Thursday, July 18, 2024

Seeds of a Comedic Masterpiece

I had originally intended the last post to refer to both tragedy and comedy in its title and to cover two related observations concerning The Pickwick Papers. But when I got to four good paragraphs on the tragic topic, I decided to split things up and look behind the comedic mask in a second post. Here is that second post; I can’t imagine that it will run as many as four paragraphs.

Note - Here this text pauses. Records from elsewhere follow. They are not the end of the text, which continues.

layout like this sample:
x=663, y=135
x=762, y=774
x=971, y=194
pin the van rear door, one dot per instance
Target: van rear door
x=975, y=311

I begin my second paragraph by saying that several aspects of The Pickwick Papers seem to have found their way later into A Christmas Carol. You can’t read Dickens’s first novel – or even read much about it – without realizing that the embedded story of Gabriel Grub, a misanthropic sexton who has a change of heart one Christmas Eve when he is abducted by goblins, is the odd little tune that six years later served as cantus firmus for the gloriously polyphonic and much, much, much better Christmas Carol. But other things in Pickwick remind me of A Christmas Carol, too. There’s the Christmas dinner at Mr. Wardle’s with the games and the kissing under the mistletoe, which sounds quite reminiscent of nephew Fred’s party at which the rapidly reforming Scrooge played at Twenty Questions and Topper and the plump sister in the lace tucker “were so very confidential together behind the curtains.” And there are certain turns of phrase here and there that crop up again in the Christmas novella, too, especially in the first few paragraphs of Scrooge’s tale. A fellow in debtor’s prison asks Mr. Pickwick, “Why didn’t you say at first that you was willing to come down handsome?” I suppose the last phrase (meaning to be generous, especially in buying a round of drinks) was common in Dickens’s time, but it jumped out at me as I remembered that snow and sleet “often ‘came down’ handsomely, and Scrooge never did.” The teller of one of the stories-within-the-story in Pickwick says early on, “There is nothing at all extraordinary in this story, unless you distinctly understand at the beginning, that he [the story’s central character] was not by any means of a marvelous or romantic turn.” No person having read A Christmas Carol a dozen times (in other words, a mere beginner) can read those words and not think of these: “There is no doubt that Marley was dead. This must be distinctly understood, or nothing wonderful can come of the story I am going to relate.”

Hmm. That paragraph got a little bloated. I’d better finish quickly. And I will do so by offering a theory. Dickens wrote A Christmas Carol after his first relative failure, Martin Chuzzlewit. He was in a funk and needed a new project, something wonderful and irresistible, to get both his readers and his mojo back. I believe he went back to Pickwick to think about the work that made him so popular to begin with (if offices had had water coolers in 1837, everyone would have stood around them talking about the adventures of Mr. Pickwick), realized that the story of Gabriel Grub would really shine after a good makeover, and in his rereading of that first novel caught a few choice constructions that could bear reusing. Remember, those phrases are all on the first page of A Christmas Carol, as if he were then still working to infuse inspiration into the new work. And now I have to wrap it all up or else I’ll find myself in a fourth paragraph. So I’ll bid adieu today with a recommendation of the movie The Man Who Invented Christmas. Everything in this dramatization of Dickens’s composing A Christmas Carol (other than the obviously fantastical scenes) is historically accurate. Except for the idea that he didn’t know, as he was writing, how Scrooge’s story would end. That bit of poetic license works fine in the movie, but we know that the real Dickens knew exactly where Scrooge was going from the very beginning: Gabriel Grub, after all, ended up a renewed man.